Thursday, November 28, 2013

I’m Not Doing Elf on the Shelf





I’m not doing Elf on the Shelf

I’ve got nothing against people who do it. I’m not one of those people who harbours misdirected jealously toward moms who remember to move that Elf every night. I don’t believe Elf on the Shelf is necessarily a direct reflection of good parenting. I don’t even think anyone is lording it over those with less ambitious traditions. I don’t really care what you do with your Elf.

I’m a hipster. I liked the Elf before it was cool.  Actually, I liked the Elf before there was an Elf. When I was a kid I had an equally creepy plastic faced angel with pipe cleaner arms that I would position somewhere every year for my parents to find. Traditionally she would stage a coup d’état against the blinking star at the top of the Christmas tree, even though she was non-electric and only two inches high. 

So when I first saw the Elf I thought it was a fabulous idea. We were meant for each other. But the timing wasn’t right. The Elf was single, but so was I.  Single people have no use for an Elf on the Shelf unless they suffer from short term memory loss, in which case, everything on their shelf is a source of wonder and amusement.

Since that time I have had my own child, and she is now old enough to participate in Christmas traditions. But the Elf is no longer single. There’s now a girl Elf. And she’s high maintenance, evidently, because she requires several expensive outfits. And it doesn’t end there. There’s a baby Elf (Who’s the mother? Not that rake thin androgynous pre-pubescent Elfette?) There are two versions of plush Elves, Elf board game, Hide and Seek Game, Elf book and video, Elf nightlight, Elf lunchbox, Elf iphone case, and so on. And if you want proof that it’s all marketing hype, check out the Elf “3D” bookmark!  Is it a hologram? No, Sir. You’re paying seven dollars for something a free square of toilet paper could do because it has the rare feature of width, length and depth!

I see how it is, Elf. You’re too cool for me now. You don’t need me to dish out eighty bucks for you and your new family, because you’re getting plenty of attention already. You are doing just fine.

But I don’t want to be a scrooge of a parent. I have to do something. Maybe I can capture whatever it is that is appealing about Elf on the Shelf without having to spend that much money.  What’s so endearing about Elf anyway? Is it because he’s always in a different place and you never know for sure if he moved on his own volition? Because if that’s the case, my car keys are Elf, too.  So is my mobile phone. So is everything I own, with the exception of my kitchen sink, my non-wireless mouse, and the pen chained to the desk.

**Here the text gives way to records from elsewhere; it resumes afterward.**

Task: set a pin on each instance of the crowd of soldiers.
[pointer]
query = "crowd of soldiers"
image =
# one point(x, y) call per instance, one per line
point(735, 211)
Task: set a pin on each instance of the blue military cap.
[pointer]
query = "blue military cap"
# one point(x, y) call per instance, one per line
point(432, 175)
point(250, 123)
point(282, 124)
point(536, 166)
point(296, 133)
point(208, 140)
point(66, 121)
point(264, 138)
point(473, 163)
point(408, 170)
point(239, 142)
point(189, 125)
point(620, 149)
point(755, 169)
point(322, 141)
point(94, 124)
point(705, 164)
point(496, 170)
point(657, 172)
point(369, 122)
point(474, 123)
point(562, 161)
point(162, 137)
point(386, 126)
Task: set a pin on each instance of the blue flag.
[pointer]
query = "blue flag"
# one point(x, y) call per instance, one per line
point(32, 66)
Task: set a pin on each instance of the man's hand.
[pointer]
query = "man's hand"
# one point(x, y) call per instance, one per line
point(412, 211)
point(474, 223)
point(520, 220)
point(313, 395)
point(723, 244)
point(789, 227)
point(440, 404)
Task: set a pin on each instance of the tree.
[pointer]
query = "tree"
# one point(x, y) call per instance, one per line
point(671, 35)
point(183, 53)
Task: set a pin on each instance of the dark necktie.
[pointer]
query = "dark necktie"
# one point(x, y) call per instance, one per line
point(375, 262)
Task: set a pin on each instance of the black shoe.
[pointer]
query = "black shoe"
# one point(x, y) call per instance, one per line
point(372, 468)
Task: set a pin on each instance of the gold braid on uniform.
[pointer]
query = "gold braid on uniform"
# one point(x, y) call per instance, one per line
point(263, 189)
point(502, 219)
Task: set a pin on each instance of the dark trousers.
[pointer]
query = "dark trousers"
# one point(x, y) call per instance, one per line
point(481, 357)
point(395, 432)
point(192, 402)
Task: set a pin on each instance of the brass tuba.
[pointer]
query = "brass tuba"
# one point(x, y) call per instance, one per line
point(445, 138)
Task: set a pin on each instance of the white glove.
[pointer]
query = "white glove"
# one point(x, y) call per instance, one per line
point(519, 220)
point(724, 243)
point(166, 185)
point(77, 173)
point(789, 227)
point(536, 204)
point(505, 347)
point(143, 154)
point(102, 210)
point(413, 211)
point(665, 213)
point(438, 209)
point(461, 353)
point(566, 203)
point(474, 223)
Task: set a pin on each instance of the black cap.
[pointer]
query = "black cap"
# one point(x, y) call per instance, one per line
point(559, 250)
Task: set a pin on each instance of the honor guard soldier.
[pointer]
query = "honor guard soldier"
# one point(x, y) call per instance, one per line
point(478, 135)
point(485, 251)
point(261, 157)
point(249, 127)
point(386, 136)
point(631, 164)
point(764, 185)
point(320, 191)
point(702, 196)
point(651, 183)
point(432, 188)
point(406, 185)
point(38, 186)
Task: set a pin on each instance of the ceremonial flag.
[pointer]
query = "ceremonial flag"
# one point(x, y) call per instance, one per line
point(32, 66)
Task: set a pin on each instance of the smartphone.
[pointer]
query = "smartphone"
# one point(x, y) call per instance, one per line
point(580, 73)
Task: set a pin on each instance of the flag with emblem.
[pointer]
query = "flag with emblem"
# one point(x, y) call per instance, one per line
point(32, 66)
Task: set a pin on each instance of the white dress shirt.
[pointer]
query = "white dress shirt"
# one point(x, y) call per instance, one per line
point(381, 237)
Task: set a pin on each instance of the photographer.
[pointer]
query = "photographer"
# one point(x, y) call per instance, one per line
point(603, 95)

And since the apple doesn’t fall far from the tree, all of my daughter’s toys are Elf, too. I always think I know where her bunny is but then find him in the car or the turkey roaster or the bottom of a ten pound bag of potatoes. I’m not even exaggerating. If I add an Elf to our roster of creepy sentient toys, I doubt she would even notice.
The toddler denied responsibility for these creepy ponies I found eating cheese.

So if coming to life can’t be the thing that makes Elf-on-the-Shelf magic, maybe I’m looking too deeply into this. Maybe people just spend all that money because it rhymes. Would people buy soap-on-a-rope or squeeze cheese if they didn’t rhyme?  Can I save myself a few bucks if I just pair another Christmas thing with a rhyming household fixture?  

Why not? I just have to decide which is more magical, my nativity sheep on the laundry heap or my stocking on the bathtub caulking.

1 comment:

  1. Haha you're hilarious. I had no idea they were so expensive, either! If I do this in the future (my baby's only 1) then I'll make my own elf... possibly with pipe cleaner arms.